Landscape employs a classic sci-fi role reversal, casting the bizarrely-shaped alien Vuuv as a galactic superpower and an American suburb as a poor, unfortunate land of the global South. Five years after first contact with the Vuvv, teenage artist Adam (Asante Blackk) is living in a world where even his elite attorney mother (Tiffany Haddish) is out of work and struggling to keep the lights on. But he is operating from a place of relative wealth — his new classmate Chloe (Kylie Rogers) and her family have been living out of their car. Generally kind-hearted but also smitten, Adam invites Chloe’s family to move into his basement, and soon young love blooms. And that’s a lucky thing, because romance happens to be the only commodity humans have to offer the Vuvv, who reproduce asexually and experience a different spectrum of emotions. To help make ends meet, Adam and Chloe begin broadcasting their courtship as a form of entertainment, but the need to curate the experience of their relationship to suit their audience’s expectations proves to be an unmanageable strain.

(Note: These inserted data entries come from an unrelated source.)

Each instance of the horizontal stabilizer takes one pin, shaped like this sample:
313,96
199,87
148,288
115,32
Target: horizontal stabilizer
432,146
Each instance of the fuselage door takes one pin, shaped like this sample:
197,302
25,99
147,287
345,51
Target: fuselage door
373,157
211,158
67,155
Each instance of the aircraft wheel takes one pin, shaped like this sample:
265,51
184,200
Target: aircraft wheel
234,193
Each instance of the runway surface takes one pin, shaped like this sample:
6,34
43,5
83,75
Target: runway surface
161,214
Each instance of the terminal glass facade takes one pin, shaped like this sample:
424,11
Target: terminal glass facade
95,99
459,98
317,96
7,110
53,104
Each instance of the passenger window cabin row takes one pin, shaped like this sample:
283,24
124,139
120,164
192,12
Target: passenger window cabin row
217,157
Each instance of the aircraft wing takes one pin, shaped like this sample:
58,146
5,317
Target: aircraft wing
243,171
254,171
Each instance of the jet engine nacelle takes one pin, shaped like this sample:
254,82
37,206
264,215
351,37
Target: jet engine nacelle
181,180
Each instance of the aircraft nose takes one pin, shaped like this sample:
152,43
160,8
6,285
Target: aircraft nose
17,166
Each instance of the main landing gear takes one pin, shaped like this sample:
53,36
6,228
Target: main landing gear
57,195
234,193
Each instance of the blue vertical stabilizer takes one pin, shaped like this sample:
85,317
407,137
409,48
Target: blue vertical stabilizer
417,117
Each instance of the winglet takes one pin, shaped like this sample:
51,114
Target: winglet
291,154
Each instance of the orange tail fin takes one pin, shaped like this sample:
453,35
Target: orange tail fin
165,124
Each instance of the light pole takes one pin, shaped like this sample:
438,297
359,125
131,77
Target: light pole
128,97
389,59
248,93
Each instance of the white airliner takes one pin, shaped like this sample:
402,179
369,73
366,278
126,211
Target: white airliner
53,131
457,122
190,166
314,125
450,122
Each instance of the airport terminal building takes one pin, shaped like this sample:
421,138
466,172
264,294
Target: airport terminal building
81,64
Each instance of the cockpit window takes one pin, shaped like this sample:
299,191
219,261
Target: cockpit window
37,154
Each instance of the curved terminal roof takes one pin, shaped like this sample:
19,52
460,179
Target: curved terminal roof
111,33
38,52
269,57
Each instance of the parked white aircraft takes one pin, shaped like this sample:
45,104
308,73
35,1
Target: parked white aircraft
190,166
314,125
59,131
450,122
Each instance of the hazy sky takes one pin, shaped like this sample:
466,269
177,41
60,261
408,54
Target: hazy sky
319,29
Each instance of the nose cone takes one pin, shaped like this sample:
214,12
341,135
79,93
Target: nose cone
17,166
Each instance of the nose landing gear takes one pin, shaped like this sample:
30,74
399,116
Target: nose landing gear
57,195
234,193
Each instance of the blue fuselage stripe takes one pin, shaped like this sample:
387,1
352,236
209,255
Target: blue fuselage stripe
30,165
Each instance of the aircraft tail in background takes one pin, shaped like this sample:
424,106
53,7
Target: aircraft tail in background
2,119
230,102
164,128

One of the Vuvv, the aliens in Landscape With Invisible Hand. MGM

Landscape with Invisible Hand is the sort of conceptual club sandwich that you’ll only find in an indie film based on a cult novel. (Imagine a major studio executive parsing this pitch, let alone greenlighting it.) There’s a lot to digest here, beyond its obvious allegory about self-righteous rich countries fetishizing, appropriating, and ultimately destroying foreign cultures via predatory business practices. The film also takes aim at the industry of social media influencers, and not from the usual angle of “These self-obsessed, do-nothing kids!” More than any other film I’ve seen, Landscape captures the modern drive to turn one’s entire life into “content” in order to compete in the modern market. As more and more jobs and opportunities are eliminated through automation and corporate consolidation, young people scramble to leverage the only thing they have that might not be replaceable by a machine — their very humanity. In the film’s world, packaging one’s life as entertainment is actually one of the more glamorous and dignified ways that a human might debase themselves to better appeal to the ruling class, and the grim alternatives will be equally familiar.

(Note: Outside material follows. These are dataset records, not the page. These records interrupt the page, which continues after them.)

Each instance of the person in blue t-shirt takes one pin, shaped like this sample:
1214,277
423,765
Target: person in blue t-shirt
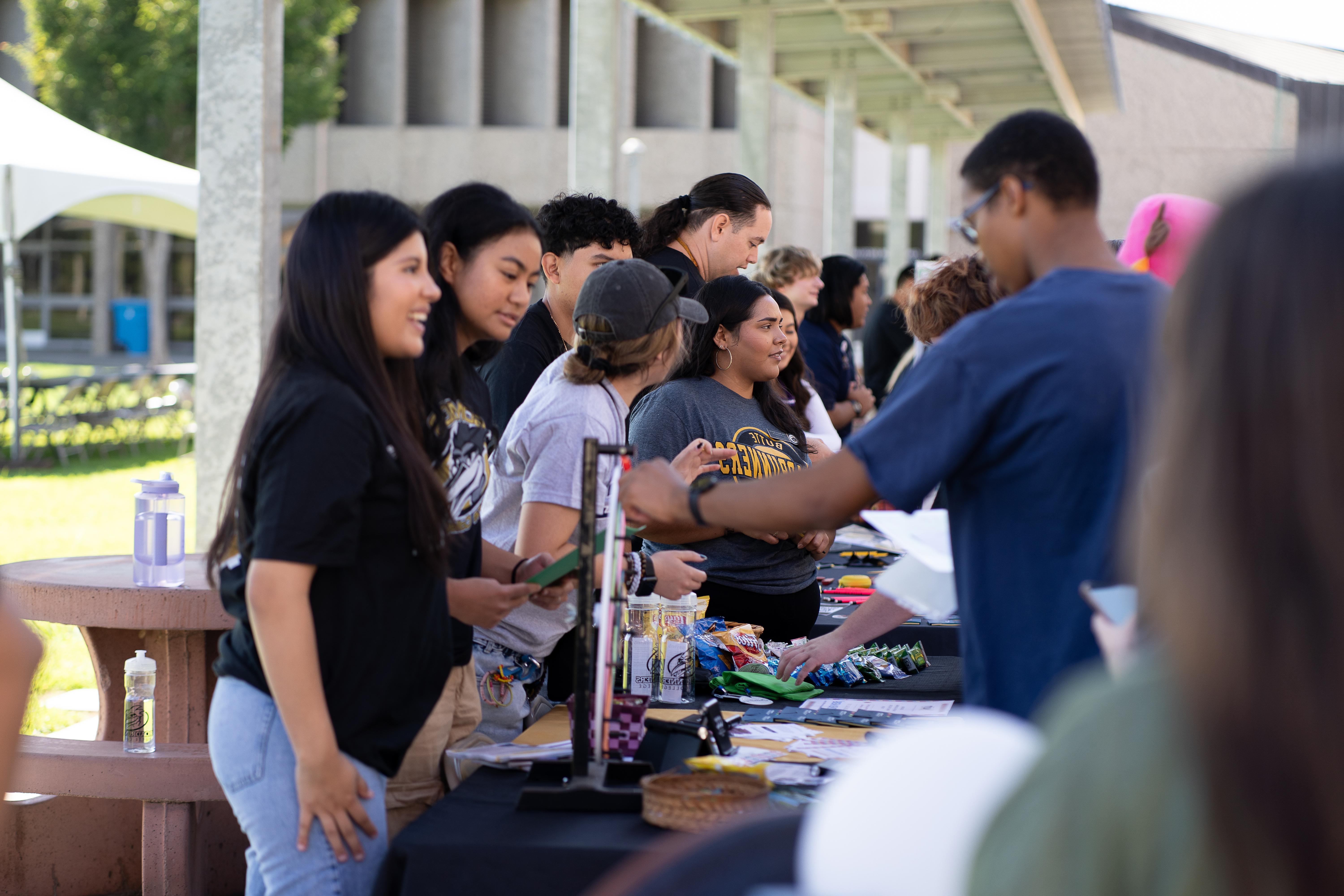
842,304
1027,413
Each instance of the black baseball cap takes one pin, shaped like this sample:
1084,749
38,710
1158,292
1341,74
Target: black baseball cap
635,299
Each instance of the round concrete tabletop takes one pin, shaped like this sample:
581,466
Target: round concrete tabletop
99,592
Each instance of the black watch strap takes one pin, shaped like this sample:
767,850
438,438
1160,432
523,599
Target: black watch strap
700,488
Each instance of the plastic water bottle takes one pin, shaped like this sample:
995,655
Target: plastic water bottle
677,679
640,639
138,727
161,553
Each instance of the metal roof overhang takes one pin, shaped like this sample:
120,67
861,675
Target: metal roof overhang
954,68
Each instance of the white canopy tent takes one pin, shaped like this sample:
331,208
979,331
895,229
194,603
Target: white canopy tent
52,166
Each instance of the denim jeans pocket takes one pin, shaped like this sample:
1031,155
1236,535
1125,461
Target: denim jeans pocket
241,725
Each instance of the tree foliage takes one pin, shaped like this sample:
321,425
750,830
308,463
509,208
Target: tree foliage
128,68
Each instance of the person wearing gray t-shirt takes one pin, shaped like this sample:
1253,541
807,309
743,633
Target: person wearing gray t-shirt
722,393
630,334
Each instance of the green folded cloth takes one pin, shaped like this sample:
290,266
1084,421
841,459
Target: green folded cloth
765,686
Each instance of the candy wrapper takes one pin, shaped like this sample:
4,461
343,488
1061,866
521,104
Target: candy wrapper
907,663
710,624
823,676
868,670
847,675
709,656
743,644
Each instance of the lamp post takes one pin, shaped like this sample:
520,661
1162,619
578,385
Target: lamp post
632,150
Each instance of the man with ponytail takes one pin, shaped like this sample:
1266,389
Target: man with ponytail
713,232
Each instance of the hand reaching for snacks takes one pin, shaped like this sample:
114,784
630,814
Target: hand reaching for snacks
700,457
553,596
810,656
675,577
816,542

If you’ve noticed that I’m talking far more about messages and themes than about character, plot, or filmmaking, it’s because, for the most part, the ideas take center stage. The characters are exactly as complex or specific as the themes of the story demand, sympathetic eyes through which to experience (and make light of) the desperation of their world. That being said, these are complicated ideas to play with, so being vehicles for the film’s thought experiment doesn’t impair anyone’s performance. Asante Blakk balances youthful idealism, adolescent confusion, and the world-weariness that comes from a stressful childhood, while his counterpart Kylie Rogers embodies the tragedy of not having a childhood at all. Landscape gives Tiffany Haddish another opportunity to work her dramatic muscles as a mother trying to keep the respect of her children as she struggles to provide, but she shines brightest when playing off the absurd comedy of the Vuvv invasion.

The heft of Landscape’s social themes is lightened significantly by the outright silliness of the Vuvv themselves. Described vaguely in the novel as resembling coffee tables, the film extrapolates this into fleshy pink bread-boxes with flippers, eyestalks, and a mouth resembling human buttocks. In a Q&A following an advance screening of the film in Manhattan, Cory Finley expressed his desire to depict a truly alien-looking alien that couldn’t be easily compared to an earthly creature, and in this, the VFX team led by Erik de Boer (Okja) has absolutely succeeded. Their jagged flipper movements (they scrape their ribbed limbs against each other to communicate) and deadpan mechanically-translated dialog are funny almost every single time they’re on screen, even though it’s essentially the same gag over and over. Truly, these things could be Minions for irony-poisoned adults.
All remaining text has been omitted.